What are some tips to help narrow a home search?
The wealth of information available online allows a prospective homebuyer to create a tightly edited list of candidates and can spare the searcher a lot of legwork. On the downside, it can be overwhelming to face page after digital page of viable listings.
The trick lies in whittling down those possibilities — searching smart. First and foremost of the prospect-limiting factor is the real-estate classic everyone knows: location, location, location. Some crucial points affecting an area’s desirability are easily researched online, such as local property tax rates and school zones. (Even for a buyer without kids, well-regarded schools improve eventual resale value.) But in-depth research on a neighborhood is best done in the physical world. Online photos can fool you, and neighborhood descriptions sometimes paint pictures that are rosier than reality.
Read between the lines
“Centrally located” can mean alongside an interstate, and “convenient to shopping” might be better read as subject to constant loud traffic. (When it comes to individual houses, online photos sometimes offer no clue on just how close the neighbors are, and certainly won’t give any idea of what they sound like or where they park their cars.) The point here: A thorough neighborhood search is accomplished both off- and online.

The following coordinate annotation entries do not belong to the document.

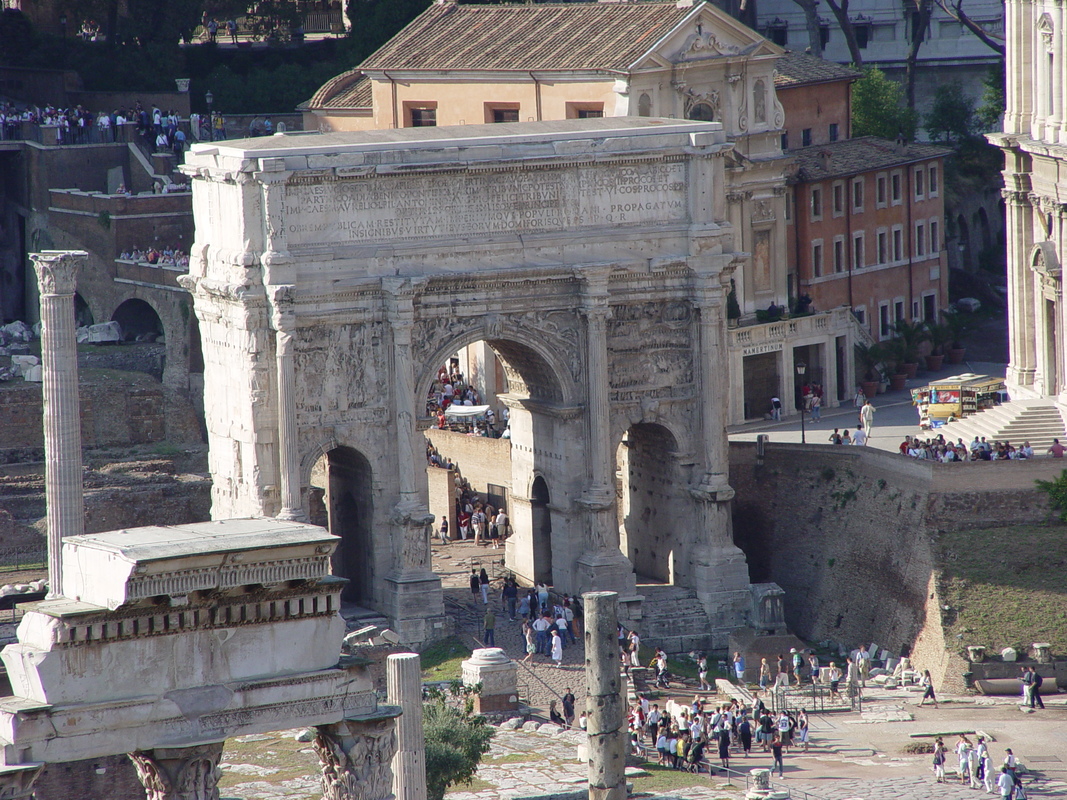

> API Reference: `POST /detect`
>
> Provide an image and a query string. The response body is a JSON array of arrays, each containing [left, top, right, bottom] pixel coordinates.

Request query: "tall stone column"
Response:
[[578, 268, 636, 595], [314, 709, 399, 800], [385, 653, 426, 800], [271, 286, 306, 522], [582, 592, 626, 800], [130, 741, 224, 800], [30, 250, 89, 596]]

And getting acquainted with neighborhoods helps avoid wasting time on attractive listings in places that don’t “click” with you.
Lists are your friend
Beyond narrowing the locations you’ll consider, speed up a search by taking the time to write out a clearly defined wish list. Would you like a house or a condo? Older, newer, with acreage, urban neighborhood? As with any search, knowing what you want makes it much easier to find. To that end, it’s helpful to:
- Identify your must-haves. What absolutely must be part of your new home? A second list can include “nice to haves,” but make this one focus on items and features that you really wouldn’t want to do without, whether it be a fireplace or an oversized shower or an attached garage.
- Think about deal-breakers. Obviously, any house lacking a “must-have” is off the list to start, but what would make you walk away from an attractive house that meets your criteria? Would it take a major flaw, such as a structural failure or live termites? Or would you be put off by appliances near the end of their projected useful lives? Are you willing to buy a new stove but not ready to replace bathroom tile? How much time and money will you have for upkeep as the years roll on? How much do you think the place will take? Will it become a burden you’ll regret?
Use the Advanced Search
In online searches, put your preferences to good use, eliminating extraneous listings through an advanced search that specifies your desired number of bedrooms and bathrooms, plus features such as porches and pools. Within listings or on a local property appraiser’s website, dig down into details such as square footage and past property tax amounts. Some municipalities will even allow you to see all permits issued for a property.
Make a second pass
As you take your search offline and into actual places, Houzz contributor Laura Gaskill suggests a smart approach for touring homes — look twice. Breeze through a house once to get the feel of the place, then go back to the front door and start over, critically and thoughtfully examining details and reassessing your overall impression. While there, jot down a few notes, snap photos, maybe even take measurements (for your furniture) and sketch a rough floor plan. As your search approaches that final narrowing down to the home you want to buy, you’ll need as many details on the top prospects as you can get your hands on.
At any point in the search process and throughout a sales negotiation and closing, a good real estate agent can be a helpful partner. He or she will know the local neighborhoods and may even be acquainted with a particular house you like.